- Location of the railway in Xinjiang, China

Overview
- Native name: 和若铁路
- Status: Operational
- Termini: Hotan; Ruoqiang (Qakilik);
- Continues from: Kashgar–Hotan railway
- Connecting lines: Golmud–Korla railway

Service
- Type: Heavy rail

History
- Opened: 2022

Technical
- Line length: 825.5 km (513 mi)
- Track gauge: 1,435 mm (4 ft 8+1⁄2 in) standard gauge
- Operating speed: 120 km/h (75 mph)

= Hotan–Ruoqiang railway =

Chinese train line

The Hotan–Ruoqiang (Qakilik) railway or Heruo Railway (和若铁路) is a 825.5 km long railway line connecting the cities of Hotan and Ruoqiang in southern Xinjiang, China that opened on 16 June 2022 with a design speed of 120 km/h. It serves over 10 million people with 20 new stations. Heruo Railway is part of the Taklimakan Desert railway loop, together with sections of the Southern Xinjiang railway, Kashgar–Hotan railway, and Golmud–Korla railway.

==History==
Construction on the line began in December 2018. Tracklaying began in May 2020 and by April 2021, over half the track had been laid. On 27 September 2021, the construction of the track was fully completed with the laying of the last length of track. Rail welding was completed on 28 October 2021, with track bed tamping and fine adjustment of the line required before scheduled opening of the entire line in 2022.

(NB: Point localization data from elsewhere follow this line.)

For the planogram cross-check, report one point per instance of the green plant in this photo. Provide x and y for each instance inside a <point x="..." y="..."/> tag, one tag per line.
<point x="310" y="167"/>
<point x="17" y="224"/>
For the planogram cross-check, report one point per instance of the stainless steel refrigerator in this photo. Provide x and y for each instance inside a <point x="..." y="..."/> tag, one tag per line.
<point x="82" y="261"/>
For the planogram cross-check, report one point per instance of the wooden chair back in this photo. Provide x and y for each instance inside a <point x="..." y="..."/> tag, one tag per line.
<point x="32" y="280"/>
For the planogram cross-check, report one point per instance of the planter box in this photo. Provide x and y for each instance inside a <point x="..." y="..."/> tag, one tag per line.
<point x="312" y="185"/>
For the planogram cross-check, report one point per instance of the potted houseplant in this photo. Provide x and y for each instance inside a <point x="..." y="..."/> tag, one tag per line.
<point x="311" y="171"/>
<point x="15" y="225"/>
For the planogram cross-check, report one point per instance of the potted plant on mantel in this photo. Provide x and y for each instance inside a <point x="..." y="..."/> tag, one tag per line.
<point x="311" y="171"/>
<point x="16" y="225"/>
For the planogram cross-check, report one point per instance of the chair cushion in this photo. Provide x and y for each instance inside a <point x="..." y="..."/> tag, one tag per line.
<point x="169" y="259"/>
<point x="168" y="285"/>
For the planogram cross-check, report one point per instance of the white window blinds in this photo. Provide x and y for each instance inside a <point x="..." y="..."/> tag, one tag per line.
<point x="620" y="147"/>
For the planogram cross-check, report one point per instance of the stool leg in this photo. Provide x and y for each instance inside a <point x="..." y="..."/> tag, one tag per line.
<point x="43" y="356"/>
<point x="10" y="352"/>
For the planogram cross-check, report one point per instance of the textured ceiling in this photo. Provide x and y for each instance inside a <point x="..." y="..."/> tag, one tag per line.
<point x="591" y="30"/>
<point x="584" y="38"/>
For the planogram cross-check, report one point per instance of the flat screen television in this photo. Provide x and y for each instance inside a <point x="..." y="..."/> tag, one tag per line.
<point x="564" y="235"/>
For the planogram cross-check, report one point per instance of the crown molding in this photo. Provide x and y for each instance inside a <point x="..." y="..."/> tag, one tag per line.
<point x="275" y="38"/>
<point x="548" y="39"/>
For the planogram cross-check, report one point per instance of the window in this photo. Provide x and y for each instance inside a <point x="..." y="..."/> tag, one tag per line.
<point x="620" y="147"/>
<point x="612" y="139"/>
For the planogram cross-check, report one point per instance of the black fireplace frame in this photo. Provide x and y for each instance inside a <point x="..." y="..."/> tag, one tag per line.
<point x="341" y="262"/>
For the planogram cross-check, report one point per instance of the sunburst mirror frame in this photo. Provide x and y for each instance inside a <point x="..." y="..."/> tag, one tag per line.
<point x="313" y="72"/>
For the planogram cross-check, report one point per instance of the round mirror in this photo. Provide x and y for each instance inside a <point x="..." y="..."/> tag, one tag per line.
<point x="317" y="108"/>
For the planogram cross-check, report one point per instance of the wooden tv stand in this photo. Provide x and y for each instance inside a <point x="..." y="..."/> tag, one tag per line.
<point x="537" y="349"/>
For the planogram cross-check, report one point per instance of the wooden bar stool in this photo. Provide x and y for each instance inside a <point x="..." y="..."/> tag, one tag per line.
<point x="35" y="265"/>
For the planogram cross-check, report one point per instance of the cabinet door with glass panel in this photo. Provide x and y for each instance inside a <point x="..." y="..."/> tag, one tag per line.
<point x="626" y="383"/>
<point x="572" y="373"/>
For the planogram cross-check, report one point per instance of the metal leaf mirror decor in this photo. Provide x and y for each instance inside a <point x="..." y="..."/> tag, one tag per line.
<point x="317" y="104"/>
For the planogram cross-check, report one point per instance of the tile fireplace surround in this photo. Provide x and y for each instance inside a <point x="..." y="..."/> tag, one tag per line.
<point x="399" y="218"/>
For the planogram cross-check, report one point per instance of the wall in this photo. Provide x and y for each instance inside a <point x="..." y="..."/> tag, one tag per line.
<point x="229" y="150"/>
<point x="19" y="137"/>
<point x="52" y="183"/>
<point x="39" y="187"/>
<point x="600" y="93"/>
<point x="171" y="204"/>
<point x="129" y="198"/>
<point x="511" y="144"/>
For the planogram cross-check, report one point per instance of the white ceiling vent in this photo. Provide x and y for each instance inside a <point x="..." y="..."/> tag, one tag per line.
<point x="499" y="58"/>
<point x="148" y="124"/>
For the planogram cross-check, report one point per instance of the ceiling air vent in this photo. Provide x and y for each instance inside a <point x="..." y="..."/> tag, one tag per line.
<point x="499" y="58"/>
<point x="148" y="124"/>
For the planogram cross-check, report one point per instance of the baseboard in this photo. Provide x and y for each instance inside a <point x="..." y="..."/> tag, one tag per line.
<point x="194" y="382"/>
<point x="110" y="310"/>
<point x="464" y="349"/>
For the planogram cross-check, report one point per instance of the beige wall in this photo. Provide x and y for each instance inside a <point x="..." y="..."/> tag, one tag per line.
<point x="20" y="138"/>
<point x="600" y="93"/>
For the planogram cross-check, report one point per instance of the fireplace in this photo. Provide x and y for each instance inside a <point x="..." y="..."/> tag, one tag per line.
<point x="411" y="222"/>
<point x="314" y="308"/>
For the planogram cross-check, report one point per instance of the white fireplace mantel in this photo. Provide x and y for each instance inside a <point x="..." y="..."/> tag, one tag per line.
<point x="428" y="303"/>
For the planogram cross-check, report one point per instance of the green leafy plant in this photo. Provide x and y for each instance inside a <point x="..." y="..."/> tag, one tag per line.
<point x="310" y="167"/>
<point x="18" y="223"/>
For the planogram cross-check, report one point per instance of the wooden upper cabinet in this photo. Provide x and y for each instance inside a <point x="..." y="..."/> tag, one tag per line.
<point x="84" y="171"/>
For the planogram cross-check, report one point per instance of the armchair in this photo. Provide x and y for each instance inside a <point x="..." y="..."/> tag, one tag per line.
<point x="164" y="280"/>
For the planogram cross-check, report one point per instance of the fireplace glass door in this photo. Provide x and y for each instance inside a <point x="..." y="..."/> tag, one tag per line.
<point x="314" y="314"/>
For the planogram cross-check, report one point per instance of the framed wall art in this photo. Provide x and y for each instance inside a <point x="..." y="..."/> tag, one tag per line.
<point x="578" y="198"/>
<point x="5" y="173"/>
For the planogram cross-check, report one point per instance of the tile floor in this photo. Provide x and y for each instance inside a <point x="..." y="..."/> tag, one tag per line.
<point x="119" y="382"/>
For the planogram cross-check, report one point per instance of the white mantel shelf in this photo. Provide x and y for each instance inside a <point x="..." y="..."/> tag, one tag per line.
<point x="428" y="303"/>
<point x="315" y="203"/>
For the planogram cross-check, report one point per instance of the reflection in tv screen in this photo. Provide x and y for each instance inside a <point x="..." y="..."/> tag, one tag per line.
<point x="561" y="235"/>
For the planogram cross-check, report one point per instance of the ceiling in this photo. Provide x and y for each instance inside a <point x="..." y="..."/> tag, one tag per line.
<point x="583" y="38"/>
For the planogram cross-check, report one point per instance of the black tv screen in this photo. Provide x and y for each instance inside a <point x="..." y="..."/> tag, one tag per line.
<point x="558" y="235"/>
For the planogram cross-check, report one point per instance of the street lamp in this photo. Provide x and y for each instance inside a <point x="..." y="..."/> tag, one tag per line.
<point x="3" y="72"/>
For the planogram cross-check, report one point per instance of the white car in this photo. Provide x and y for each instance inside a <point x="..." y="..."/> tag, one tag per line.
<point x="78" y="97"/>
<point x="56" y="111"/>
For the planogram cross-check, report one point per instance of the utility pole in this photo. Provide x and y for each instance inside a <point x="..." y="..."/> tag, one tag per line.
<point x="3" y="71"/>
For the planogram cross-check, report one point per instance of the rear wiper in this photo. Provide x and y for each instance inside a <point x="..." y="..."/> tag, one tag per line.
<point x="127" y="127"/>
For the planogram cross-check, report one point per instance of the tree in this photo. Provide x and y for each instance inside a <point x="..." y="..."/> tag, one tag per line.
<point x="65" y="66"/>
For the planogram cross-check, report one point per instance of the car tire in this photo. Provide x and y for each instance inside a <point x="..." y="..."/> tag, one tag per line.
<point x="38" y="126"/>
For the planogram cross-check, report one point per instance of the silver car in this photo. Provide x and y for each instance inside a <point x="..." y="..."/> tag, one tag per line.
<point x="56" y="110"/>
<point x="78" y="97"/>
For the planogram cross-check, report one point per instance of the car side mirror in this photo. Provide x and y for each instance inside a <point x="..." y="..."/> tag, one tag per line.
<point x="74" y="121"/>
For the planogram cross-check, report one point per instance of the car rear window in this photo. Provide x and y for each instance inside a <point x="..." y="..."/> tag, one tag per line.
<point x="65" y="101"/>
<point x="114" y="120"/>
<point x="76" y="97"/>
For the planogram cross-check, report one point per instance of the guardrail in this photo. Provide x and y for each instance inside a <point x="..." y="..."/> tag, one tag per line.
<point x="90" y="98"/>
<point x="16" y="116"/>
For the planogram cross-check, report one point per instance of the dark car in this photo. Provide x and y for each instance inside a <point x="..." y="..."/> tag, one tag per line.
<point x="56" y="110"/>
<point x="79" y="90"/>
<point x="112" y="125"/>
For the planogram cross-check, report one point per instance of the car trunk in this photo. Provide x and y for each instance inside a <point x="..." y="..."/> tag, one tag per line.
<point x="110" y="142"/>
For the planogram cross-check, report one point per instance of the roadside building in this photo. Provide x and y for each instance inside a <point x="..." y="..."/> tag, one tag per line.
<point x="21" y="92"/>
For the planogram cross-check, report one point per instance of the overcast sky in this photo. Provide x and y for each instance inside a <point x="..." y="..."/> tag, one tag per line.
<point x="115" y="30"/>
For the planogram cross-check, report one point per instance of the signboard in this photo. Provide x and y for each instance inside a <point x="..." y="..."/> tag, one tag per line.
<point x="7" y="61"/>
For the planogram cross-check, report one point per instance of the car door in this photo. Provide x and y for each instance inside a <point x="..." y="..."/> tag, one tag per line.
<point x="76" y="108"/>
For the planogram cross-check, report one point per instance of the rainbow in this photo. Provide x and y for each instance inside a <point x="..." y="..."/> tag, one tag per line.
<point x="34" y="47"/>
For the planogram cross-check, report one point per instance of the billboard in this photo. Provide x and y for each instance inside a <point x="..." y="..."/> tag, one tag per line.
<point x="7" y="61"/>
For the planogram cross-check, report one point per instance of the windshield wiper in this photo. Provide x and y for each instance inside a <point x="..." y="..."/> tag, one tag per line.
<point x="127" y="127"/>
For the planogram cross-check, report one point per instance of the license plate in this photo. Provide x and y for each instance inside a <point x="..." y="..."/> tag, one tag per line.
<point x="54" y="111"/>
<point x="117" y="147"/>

On March 12, 2022, the Hotan–Ruoqiang railway passed its dynamic acceptance inspection. On June 15, ticket sales for the railway officially began, and on June 16, the line formally commenced operations.

==Route==
The line is 825.5 km long and runs from west to east. In Hotan it continues as the Kashgar–Hotan railway and in Qakilik (Ruoqiang), Ruoqiang (Qakilik) County it branches off the Golmud–Korla railway. Together with those railways it forms a 2712 km loop around the west of the Tarim Basin, linking Hotan, Lop, Qira, Yutian, Minfeng, Qiemo and Bayingolin.

The route includes five viaducts over the sand with a combined length of 49.7 km, designed to allow sandstorms to blow under them. 434 bridge piers were factory-built and assembled on site. The longest is Niya River Grand Bridge, which has a total length of 18628.46 m. Further protection against sand has been provided by putting about 13 million shrubs, such as sacsaoul and sea buckthorn, into 5000 ha of grass grids (straw-edged rectangles of about a metre square).